Experiment ↔ Thesis Section Mapping

Thesis section Research question Experiment folders
§4.3 Experiment 1.1 RQ1: Does matching-based propagation help, and which variant wins? experiments/pri_fixed_pumpkin-v{0..3}/
§4.4 Experiment 1.2 RQ2: Do rankings hold under VSIDS search? experiments/pri_vsids_pumpkin-v{0..3}/
§4.5 Experiment 2 RQ3: Do effects generalise to unstructured graphs? experiments/sec_fixed_pumpkin-v{0..3}/

Provenance

All solver variants under solvers/ are squashed imports from the live development fork (git subtree, see SOLVER_VERSIONS.md for the commit each folder was imported from).

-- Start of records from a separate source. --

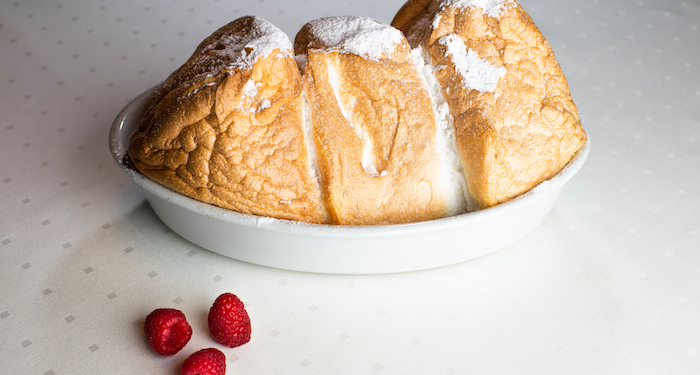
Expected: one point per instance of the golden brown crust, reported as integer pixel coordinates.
(226, 128)
(358, 139)
(374, 125)
(524, 129)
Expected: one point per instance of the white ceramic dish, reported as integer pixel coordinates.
(340, 249)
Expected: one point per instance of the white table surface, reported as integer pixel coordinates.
(607, 284)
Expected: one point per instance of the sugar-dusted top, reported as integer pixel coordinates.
(358, 35)
(476, 72)
(492, 8)
(242, 49)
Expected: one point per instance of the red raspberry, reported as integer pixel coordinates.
(167, 331)
(229, 323)
(205, 362)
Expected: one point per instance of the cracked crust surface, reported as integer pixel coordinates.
(374, 124)
(226, 128)
(523, 131)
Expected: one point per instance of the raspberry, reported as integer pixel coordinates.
(167, 331)
(209, 361)
(229, 323)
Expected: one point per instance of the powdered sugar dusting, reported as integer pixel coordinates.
(476, 72)
(244, 50)
(492, 8)
(358, 35)
(453, 180)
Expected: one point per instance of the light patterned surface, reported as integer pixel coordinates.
(608, 284)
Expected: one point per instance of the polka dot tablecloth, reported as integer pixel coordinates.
(609, 283)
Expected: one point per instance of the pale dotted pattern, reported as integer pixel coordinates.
(81, 253)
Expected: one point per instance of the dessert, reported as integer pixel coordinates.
(362, 124)
(514, 117)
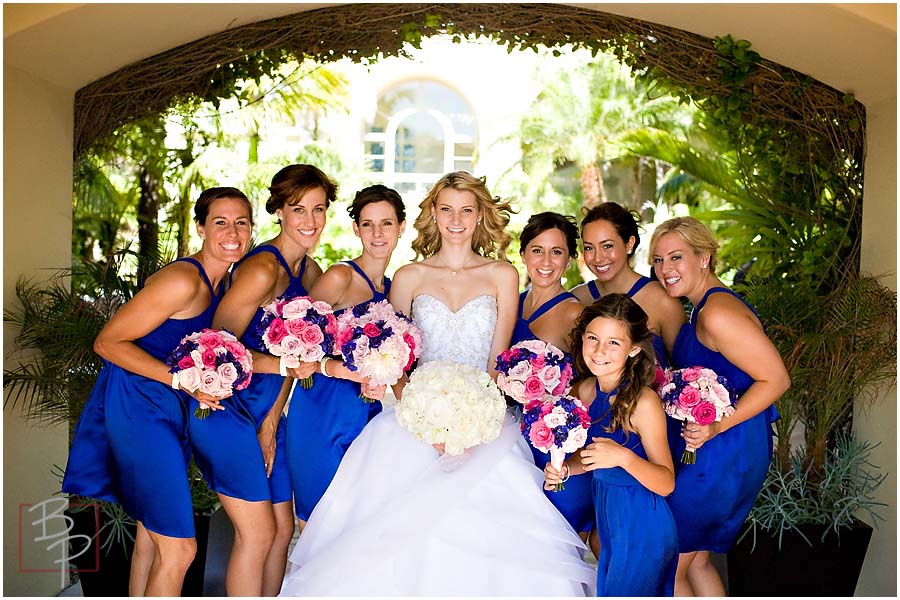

In addition, every individual experiment run records its own provenance automatically: generate-experiment.py writes an experiment.toml file into each experiment folder containing the exact git SHA and branch name of the solver variant at the time the experiment was generated. This means results can always be traced back to an exact version of the propagator code — independent of, and as a cross-check against, SOLVER_VERSIONS.md — even as development on the fork continues after thesis submission.